Second, if no actual adverse claim has been made, but the bailee knows of the existence of an adverse right, or if the bailee cannot determine which of two claimants has the better title, and neither claimant will give a bond indemnifying the bailee from all damage caused by delivery to him, the only course open to the bailee is to file a bill of interpleader against the several possible owners, praying a temporary injunction against actions against himself until the true ownership of the goods is determined.
And it should be added that a bailee who redelivers the goods to the bailor, or upon his order, in ignorance of his lack of title, is fully protected against subsequent claims of the rightful owner.”
[ Capezzaro v.
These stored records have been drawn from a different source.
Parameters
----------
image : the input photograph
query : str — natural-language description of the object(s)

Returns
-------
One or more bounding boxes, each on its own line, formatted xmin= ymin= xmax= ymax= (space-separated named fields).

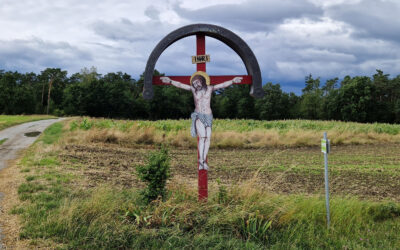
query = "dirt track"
xmin=0 ymin=119 xmax=60 ymax=249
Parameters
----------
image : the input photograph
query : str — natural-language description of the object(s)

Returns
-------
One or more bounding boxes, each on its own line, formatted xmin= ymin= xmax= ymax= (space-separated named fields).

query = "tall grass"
xmin=65 ymin=118 xmax=400 ymax=148
xmin=14 ymin=180 xmax=400 ymax=249
xmin=0 ymin=115 xmax=56 ymax=130
xmin=13 ymin=119 xmax=400 ymax=249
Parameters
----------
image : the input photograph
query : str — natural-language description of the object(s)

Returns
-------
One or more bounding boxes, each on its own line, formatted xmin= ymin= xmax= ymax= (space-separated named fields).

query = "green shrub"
xmin=136 ymin=146 xmax=170 ymax=203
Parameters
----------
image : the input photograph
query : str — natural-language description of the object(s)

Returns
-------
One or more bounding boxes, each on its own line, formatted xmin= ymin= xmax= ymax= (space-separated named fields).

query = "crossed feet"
xmin=199 ymin=161 xmax=208 ymax=170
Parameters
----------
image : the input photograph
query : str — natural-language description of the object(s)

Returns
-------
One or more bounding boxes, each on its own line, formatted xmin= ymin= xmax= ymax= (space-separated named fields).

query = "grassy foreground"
xmin=6 ymin=119 xmax=400 ymax=249
xmin=65 ymin=118 xmax=400 ymax=149
xmin=0 ymin=115 xmax=56 ymax=130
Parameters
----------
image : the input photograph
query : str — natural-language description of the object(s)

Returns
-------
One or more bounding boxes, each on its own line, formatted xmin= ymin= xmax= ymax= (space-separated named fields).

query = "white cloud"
xmin=0 ymin=0 xmax=400 ymax=93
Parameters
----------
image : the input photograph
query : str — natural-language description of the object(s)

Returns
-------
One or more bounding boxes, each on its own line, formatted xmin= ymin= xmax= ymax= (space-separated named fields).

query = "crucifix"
xmin=143 ymin=24 xmax=263 ymax=201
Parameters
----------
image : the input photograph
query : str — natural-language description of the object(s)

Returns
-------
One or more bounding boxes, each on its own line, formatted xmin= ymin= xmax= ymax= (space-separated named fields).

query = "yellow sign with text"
xmin=192 ymin=55 xmax=210 ymax=64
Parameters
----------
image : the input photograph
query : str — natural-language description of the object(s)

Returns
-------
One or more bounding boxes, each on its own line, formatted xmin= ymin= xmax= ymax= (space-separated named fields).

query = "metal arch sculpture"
xmin=143 ymin=24 xmax=264 ymax=99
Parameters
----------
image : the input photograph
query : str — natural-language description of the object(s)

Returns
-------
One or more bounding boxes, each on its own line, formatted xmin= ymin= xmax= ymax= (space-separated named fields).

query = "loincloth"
xmin=190 ymin=112 xmax=213 ymax=137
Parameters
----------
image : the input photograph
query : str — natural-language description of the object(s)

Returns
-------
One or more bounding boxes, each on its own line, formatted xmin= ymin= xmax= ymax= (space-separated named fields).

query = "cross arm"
xmin=153 ymin=75 xmax=253 ymax=85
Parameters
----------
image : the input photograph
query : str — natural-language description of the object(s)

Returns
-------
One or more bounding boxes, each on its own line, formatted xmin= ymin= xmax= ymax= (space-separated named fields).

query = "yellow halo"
xmin=190 ymin=71 xmax=210 ymax=85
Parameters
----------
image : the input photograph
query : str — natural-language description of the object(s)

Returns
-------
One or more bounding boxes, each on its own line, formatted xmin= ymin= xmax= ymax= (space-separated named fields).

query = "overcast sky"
xmin=0 ymin=0 xmax=400 ymax=93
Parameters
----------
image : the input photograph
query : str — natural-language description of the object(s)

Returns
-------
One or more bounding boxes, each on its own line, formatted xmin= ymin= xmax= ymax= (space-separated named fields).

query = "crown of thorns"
xmin=190 ymin=71 xmax=210 ymax=85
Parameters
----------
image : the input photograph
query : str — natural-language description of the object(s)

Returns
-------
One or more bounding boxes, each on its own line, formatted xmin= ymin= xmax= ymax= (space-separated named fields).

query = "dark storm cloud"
xmin=327 ymin=0 xmax=400 ymax=42
xmin=0 ymin=38 xmax=91 ymax=72
xmin=174 ymin=0 xmax=323 ymax=31
xmin=93 ymin=18 xmax=173 ymax=43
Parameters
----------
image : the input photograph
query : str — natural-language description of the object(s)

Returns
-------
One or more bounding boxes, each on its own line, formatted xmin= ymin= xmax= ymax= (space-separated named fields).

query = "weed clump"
xmin=136 ymin=146 xmax=170 ymax=203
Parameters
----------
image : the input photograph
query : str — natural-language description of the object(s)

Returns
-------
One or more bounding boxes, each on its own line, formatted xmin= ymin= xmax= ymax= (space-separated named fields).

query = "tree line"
xmin=0 ymin=67 xmax=400 ymax=123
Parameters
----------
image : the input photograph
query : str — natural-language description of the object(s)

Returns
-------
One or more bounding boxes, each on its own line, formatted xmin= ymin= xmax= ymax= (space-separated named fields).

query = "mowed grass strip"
xmin=0 ymin=115 xmax=56 ymax=130
xmin=65 ymin=117 xmax=400 ymax=149
xmin=13 ymin=119 xmax=400 ymax=249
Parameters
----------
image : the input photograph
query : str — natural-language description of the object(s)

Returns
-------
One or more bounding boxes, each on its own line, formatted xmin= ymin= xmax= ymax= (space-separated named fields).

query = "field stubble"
xmin=5 ymin=118 xmax=400 ymax=249
xmin=58 ymin=143 xmax=400 ymax=202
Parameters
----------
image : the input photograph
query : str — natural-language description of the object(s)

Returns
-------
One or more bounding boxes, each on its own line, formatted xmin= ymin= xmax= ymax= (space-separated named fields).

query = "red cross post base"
xmin=153 ymin=34 xmax=252 ymax=201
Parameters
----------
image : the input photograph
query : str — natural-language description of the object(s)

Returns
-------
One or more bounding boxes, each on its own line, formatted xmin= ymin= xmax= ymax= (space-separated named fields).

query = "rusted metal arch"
xmin=143 ymin=24 xmax=264 ymax=99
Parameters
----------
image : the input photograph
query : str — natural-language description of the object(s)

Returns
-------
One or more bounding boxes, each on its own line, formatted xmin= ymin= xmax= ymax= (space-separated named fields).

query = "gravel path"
xmin=0 ymin=119 xmax=62 ymax=249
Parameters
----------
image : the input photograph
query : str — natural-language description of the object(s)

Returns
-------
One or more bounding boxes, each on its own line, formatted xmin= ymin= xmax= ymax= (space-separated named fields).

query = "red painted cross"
xmin=153 ymin=34 xmax=252 ymax=201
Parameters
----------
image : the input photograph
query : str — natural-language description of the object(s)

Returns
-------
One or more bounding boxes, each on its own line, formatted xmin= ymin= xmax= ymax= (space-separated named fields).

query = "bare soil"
xmin=59 ymin=143 xmax=400 ymax=202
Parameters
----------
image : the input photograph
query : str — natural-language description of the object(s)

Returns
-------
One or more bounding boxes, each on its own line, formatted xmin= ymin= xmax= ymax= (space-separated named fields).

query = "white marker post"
xmin=321 ymin=132 xmax=331 ymax=227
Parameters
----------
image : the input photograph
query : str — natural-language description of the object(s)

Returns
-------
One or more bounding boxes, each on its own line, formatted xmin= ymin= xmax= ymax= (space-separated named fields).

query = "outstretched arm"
xmin=160 ymin=76 xmax=191 ymax=90
xmin=213 ymin=76 xmax=243 ymax=90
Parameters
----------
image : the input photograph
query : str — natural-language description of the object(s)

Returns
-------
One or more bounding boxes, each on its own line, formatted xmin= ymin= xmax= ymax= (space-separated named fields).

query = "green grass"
xmin=0 ymin=115 xmax=56 ymax=130
xmin=12 ymin=119 xmax=400 ymax=249
xmin=36 ymin=122 xmax=63 ymax=144
xmin=71 ymin=118 xmax=400 ymax=135
xmin=15 ymin=182 xmax=400 ymax=249
xmin=0 ymin=138 xmax=8 ymax=145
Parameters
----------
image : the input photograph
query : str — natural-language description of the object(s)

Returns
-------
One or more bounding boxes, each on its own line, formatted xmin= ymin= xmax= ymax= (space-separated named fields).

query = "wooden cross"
xmin=153 ymin=34 xmax=252 ymax=201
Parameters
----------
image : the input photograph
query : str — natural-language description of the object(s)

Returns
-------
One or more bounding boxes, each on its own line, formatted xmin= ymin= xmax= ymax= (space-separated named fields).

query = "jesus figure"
xmin=160 ymin=71 xmax=243 ymax=170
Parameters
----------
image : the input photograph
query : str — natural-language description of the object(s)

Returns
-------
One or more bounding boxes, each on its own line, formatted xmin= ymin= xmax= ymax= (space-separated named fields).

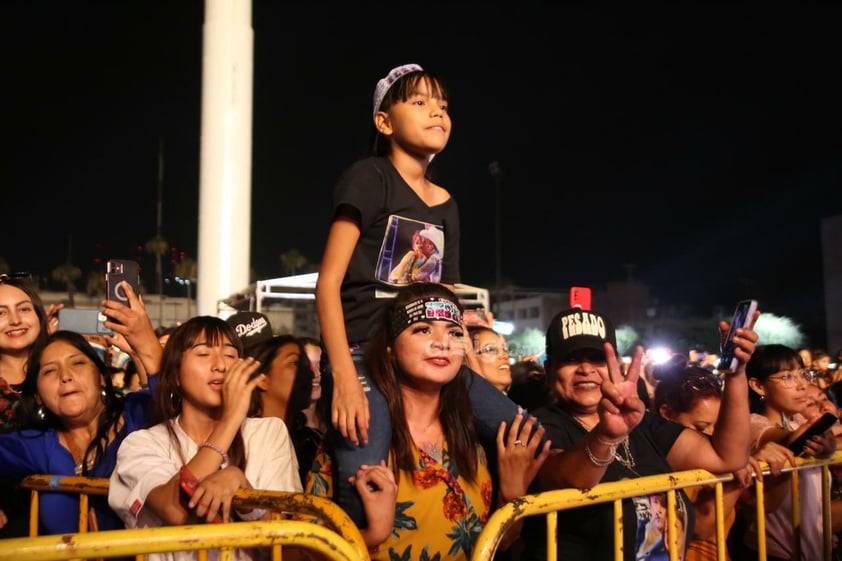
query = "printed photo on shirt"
xmin=377 ymin=215 xmax=444 ymax=285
Winfrey, 153 N.J.Super. 267, 273, 379 A.2d 493 (App.Div.1977) (quoting 9 Williston on Contracts § 1036 (3d ed. 1967)).]
In this case, as the trial court correctly concluded, the December 20, 2007 letter put Sam and Pang on notice that plaintiff was the actual owner of the goods. Thus, when defendants were notified of an adverse claim, they were obliged to pursue the course of conduct prescribed by Capezzaro. They failed to do so. Furthermore, defendants failed to establish at trial that the contract between plaintiff and ETI had been cancelled. Therefore, given defendants’ knowledge of plaintiff’s claim, it is clear that they did not release the goods in good faith, and the exception set forth in N.J.S.A. 12A:7–404 does not apply. See Capezzaro, supra, 153 N.J.Super. at 273, 379 A.2d 493 (stating that a bailee who delivers goods to a bailor with knowledge of an adverse claim does so “at his peril”).
Defendants’ final argument is that the trial court miscalculated the damages owed. We find no merit in this contention, as there was uncontested proof that (1) the total value of the goods in the contract was $671,258; (2) plaintiff received $265,978 under their settlement with ETI and Zhang; and (3) plaintiff received merchandise from Sam worth a total of $160,696—$70,408 in December 2007 and $90,288 in April 2008. Therefore, the court properly determined that plaintiff was entitled to damages in the amount of $244,584. See Friedman v. Guffanti, 137 N.J.L. 195, 196, 59 A.2d 1 (E. & A.1948) (stating that “in an action of damages for conversion, the damages are limited to the value of the chattel converted, with interest from the date of conversion”); see also Tessmar v. Grosner, 23 N.J. 193, 202, 128 A.2d 467 (1957) (recognizing this principle).
We conclude from our examination of the record that there is sufficient credible evidence to support the trial court’s findings and conclusions. Accordingly, we affirm substantially for the reasons stated by Judge Hector R. Velazquez in his comprehensive written decision on October 20, 2009.
Affirmed.
Judge Messano did not participate in oral argument. However, the parties have consented to his participation in the decision.